Of the various pieces of the episode, I think I was most into the scenes with Roscoe (after the ones with Bonnie, of course, because Allison Janney can take a line like “Birthplace of jazz” and make it laugh-worthy simply by putting on a goofy smile). The show hasn’t always served young Roscoe well, but here, he starts to take on his own identity within the ensemble when his mother takes him underwear shopping because he doesn’t have any clean pairs and she doesn’t have time to go do laundry. (I’ve been there, pal.) He doesn’t want underwear with anchors on them, because it doesn’t feel right, and he clearly doesn’t enjoy being dragged into his mother’s weird feud with Jeff, the dollar store clerk. He is, in short, sort of a riff on Luke Dunphy on Modern Family, except he’s apparently sort of smart. (The glasses and his puzzle-doing habit are supposed to convey this.) I like the idea of a book-smart, street-dumb kid on this show, and I like it much better than the direction the show seemed to be going with Roscoe a couple of weeks ago when he said the word “Clitoris” to the general amusement of the audience to close out the episode.

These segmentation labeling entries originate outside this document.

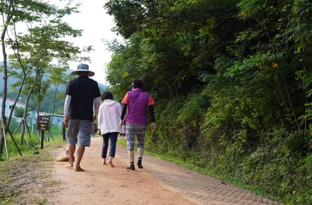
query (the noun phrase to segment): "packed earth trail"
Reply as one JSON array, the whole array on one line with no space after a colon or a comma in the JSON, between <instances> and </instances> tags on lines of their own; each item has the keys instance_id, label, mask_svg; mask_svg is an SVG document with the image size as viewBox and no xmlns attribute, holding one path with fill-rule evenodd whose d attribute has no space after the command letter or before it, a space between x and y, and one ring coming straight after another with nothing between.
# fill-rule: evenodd
<instances>
[{"instance_id":1,"label":"packed earth trail","mask_svg":"<svg viewBox=\"0 0 312 205\"><path fill-rule=\"evenodd\" d=\"M59 182L47 196L48 204L93 205L278 205L242 188L147 155L143 169L128 166L126 149L117 145L115 168L101 164L102 139L92 138L81 161L85 171L53 162L53 177ZM53 150L61 156L62 148Z\"/></svg>"}]
</instances>

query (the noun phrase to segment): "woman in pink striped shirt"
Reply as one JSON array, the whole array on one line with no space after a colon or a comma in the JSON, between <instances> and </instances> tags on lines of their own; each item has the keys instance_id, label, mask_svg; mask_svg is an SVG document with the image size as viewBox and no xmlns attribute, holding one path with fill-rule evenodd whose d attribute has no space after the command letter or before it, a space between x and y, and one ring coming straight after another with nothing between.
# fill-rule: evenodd
<instances>
[{"instance_id":1,"label":"woman in pink striped shirt","mask_svg":"<svg viewBox=\"0 0 312 205\"><path fill-rule=\"evenodd\" d=\"M101 99L103 103L99 107L98 122L99 132L103 136L103 148L102 148L102 164L106 164L106 154L108 148L108 140L111 141L108 163L111 167L114 167L113 158L115 156L116 142L118 133L121 132L119 126L119 119L122 108L120 104L113 100L113 94L110 92L104 92Z\"/></svg>"}]
</instances>

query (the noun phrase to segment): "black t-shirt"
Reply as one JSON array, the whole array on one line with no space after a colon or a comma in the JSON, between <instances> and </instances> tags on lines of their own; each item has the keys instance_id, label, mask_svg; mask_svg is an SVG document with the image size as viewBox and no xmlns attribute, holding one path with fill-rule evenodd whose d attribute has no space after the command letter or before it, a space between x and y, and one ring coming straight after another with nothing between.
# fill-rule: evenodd
<instances>
[{"instance_id":1,"label":"black t-shirt","mask_svg":"<svg viewBox=\"0 0 312 205\"><path fill-rule=\"evenodd\" d=\"M73 79L67 84L66 95L72 97L69 119L93 120L94 98L101 96L97 81L85 75Z\"/></svg>"}]
</instances>

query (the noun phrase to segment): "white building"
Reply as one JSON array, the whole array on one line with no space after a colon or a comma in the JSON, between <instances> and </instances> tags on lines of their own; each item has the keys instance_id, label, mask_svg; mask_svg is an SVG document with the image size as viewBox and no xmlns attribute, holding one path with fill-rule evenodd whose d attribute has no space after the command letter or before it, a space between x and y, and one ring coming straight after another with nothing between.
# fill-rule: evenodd
<instances>
[{"instance_id":1,"label":"white building","mask_svg":"<svg viewBox=\"0 0 312 205\"><path fill-rule=\"evenodd\" d=\"M2 96L0 96L0 113L2 112L1 110L1 106L2 102L3 101L3 97ZM15 100L12 100L10 98L6 98L6 100L5 101L5 115L6 117L9 117L10 115L10 112L11 112L11 109L12 109L12 106L14 104L14 102ZM25 103L23 103L20 102L17 102L16 105L15 105L15 107L18 107L19 108L23 108L25 109L25 105L26 104Z\"/></svg>"}]
</instances>

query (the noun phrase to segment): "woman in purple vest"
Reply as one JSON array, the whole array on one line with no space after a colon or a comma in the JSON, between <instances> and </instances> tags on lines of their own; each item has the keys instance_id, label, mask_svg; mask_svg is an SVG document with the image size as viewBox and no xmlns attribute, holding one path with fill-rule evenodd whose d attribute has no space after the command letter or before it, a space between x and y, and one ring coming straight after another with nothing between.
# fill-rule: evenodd
<instances>
[{"instance_id":1,"label":"woman in purple vest","mask_svg":"<svg viewBox=\"0 0 312 205\"><path fill-rule=\"evenodd\" d=\"M125 119L126 126L126 137L127 138L127 149L128 156L130 161L130 167L128 169L135 170L134 163L135 135L137 138L137 167L142 168L142 157L144 147L145 130L147 125L146 108L148 107L151 115L152 130L156 129L155 116L154 115L154 101L147 93L143 91L143 82L138 78L135 79L131 86L132 91L128 92L123 97L121 103L123 104L119 126L123 125L123 120L127 111L127 116Z\"/></svg>"}]
</instances>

The restaurant scenes continue to feel like a weird appendage from some other iteration of the show. Tonight, Christy breaks up with Gabriel, and a part of me thinks she should maybe just break up with that corner of the show, so little has it added to any episode. Seriously, has Chef Rudy done anything than offered one or two quips from behind the chopping station, to the amusement of his perpetually mute sous chef? The longer the show goes on, the more all of its gravity is contained in the home scenes, and it’s hard to care too much about Christy and Gabriel breaking up when that was never all that important a part of the plot to begin with. Let’s see this show pull a reverse Spin City or Barney Miller and ditch the workplace elements in favor of the home life elements!
Yet those workplace scenes also had Christy’s karmic payback from the man who told her she’d be prettier if she just smiled once in a while (like a lyric from a Shawn Mullins’ song to her heart), then apologized a few days later. It’s not like Mom is gelling, exactly. Christy’s dream that featured both her and Bonnie in sombreros seemed obviously geared toward giving the network something big and wacky to promote, even if that was so far from the tone of the episode. But there’s something weird and experimental about this show that I sort of enjoy, even if I don’t quite like it yet. I might be able to watch a season of this or so, even if I don’t yet know if I can review it.
Stray observations:
- Luke the teenage father continues to be a surprisingly adept bit player on the show. I’m enjoying his shtick in a way I rarely enjoy dumb guy stuff.
- On the other hand, Violet feels like she’s a few more episodes shy of the writers really understanding her. Right now, she’s just her mom in teenage form.
- Hey, we got a few dozen words past 1,200 this week. Keep it up, Mom! You’ll get your 3,000 word opus written from the point of view of Bonnie’s AA sponsor yet!